The film picks up the story in 1850; Romasanta has settled down to live with a widower named Maria, her handicapped tween daughter Teresa and Maria’s comely younger sister Barbara. The area they live in has experienced a rash of grisly killings that have all been attributed to the local wolf population. Manuel makes his living as a traveling merchant and he convinces Maria to relocate under the guise of finding a special school for Teresa. Maria implores Barbara to stay behind at the farm citing Barbara’s obvious attraction to Manuel as an impediment to the new couple’s continued bliss.
Shortly after the trio leave Manuel returns to the farm without Maria or Teresa. He tells Barbara that her sister and niece are doing well and then promptly sets about the task of seducing the young beauty. The two enter into a short but torrid tryst that is quickly interrupted by the discovery of more bodies in the forest and the appearance of a crazed stranger who tries to shoot Manuel. Barbara eventually learns her family’s real fate as well as the malevolent nature of the man she has taken as a lover. With his killings brought to light Manuel takes flight, but what the ‘Wolfman of Allariz’ doesn’t suspect is that his greatest undoing may not be the tenacious police inspector but rather his former lover’s blood vendetta.

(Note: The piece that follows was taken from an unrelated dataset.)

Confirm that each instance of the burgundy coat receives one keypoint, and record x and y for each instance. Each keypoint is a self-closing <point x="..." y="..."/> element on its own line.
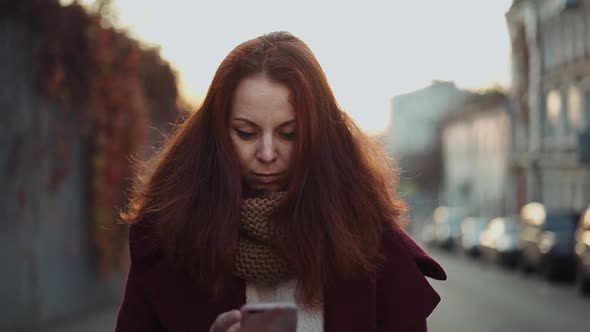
<point x="159" y="299"/>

If it were simply the sum of its parts “Romasanta: The Werewolf Hunt” would be a top-shelf entry into the cinematic lycanthropy canon. Unfortunately, this lupine lark is a set of really elegant parts with nothing that feels like a true heart at the center. Perhaps it is the unsuccessful genre mixing that contributes most to this hollow impression. Paco Plaza’s film dabbles in horror, Conan-Doyle styled sleuthing, steamy seduction and sweeping period romance. All of this could have fused into an incredible tour-de-force had the film not insisted on laying everything bare to our eyes as it happened. A little more circumstantial mystery could have cast a stronger tone across the whole of the story and really worked to unsettle the viewer by giving us a chance to sit in uncertainty.

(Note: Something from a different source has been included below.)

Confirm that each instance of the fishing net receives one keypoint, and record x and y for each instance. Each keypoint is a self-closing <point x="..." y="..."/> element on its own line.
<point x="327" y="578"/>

The choice was instead made to focus on Romasanta’s enigmatic affair with Barbara. The problem there is that the chemistry between Julian Sands (as Manuel) and Elsa Pataky (as Barbara) is never quite good enough to make the emotion work for the rest of the film. Much like the first paragraph of this review the central relationship of the movie just comes across like a passage from a weak romance novel, with a dashing serial killer playing the part of Fabio.
Paco Plaza has managed to deliver a sumptuous looking film here. The cinematography, the painterly lighting and the well rendered gore sequences are almost worth a look by themselves. Despite the lack of chemistry with one another Pataky and Sands manage to trade-off moments of reasonable smolder and do come together for one very memorable bathing sequence. There are a couple of surprising turns in the script, the wolves in ‘Romasanta’ look great and the opening sequence is a top notch table-setter.
If there had been a little more that was working between the actors or a little less information revealed as the story built I might have been a big fan. Alas, what do persist all too strongly in my mind are the schmaltzy, woman-in-love-with-dangerous-stranger clichés on display in the movie. This makes it hard to focus on the themes and unless your partial to Harlequin sentimentality it makes it impossible to fully absorb yourself in the atmosphere of the story.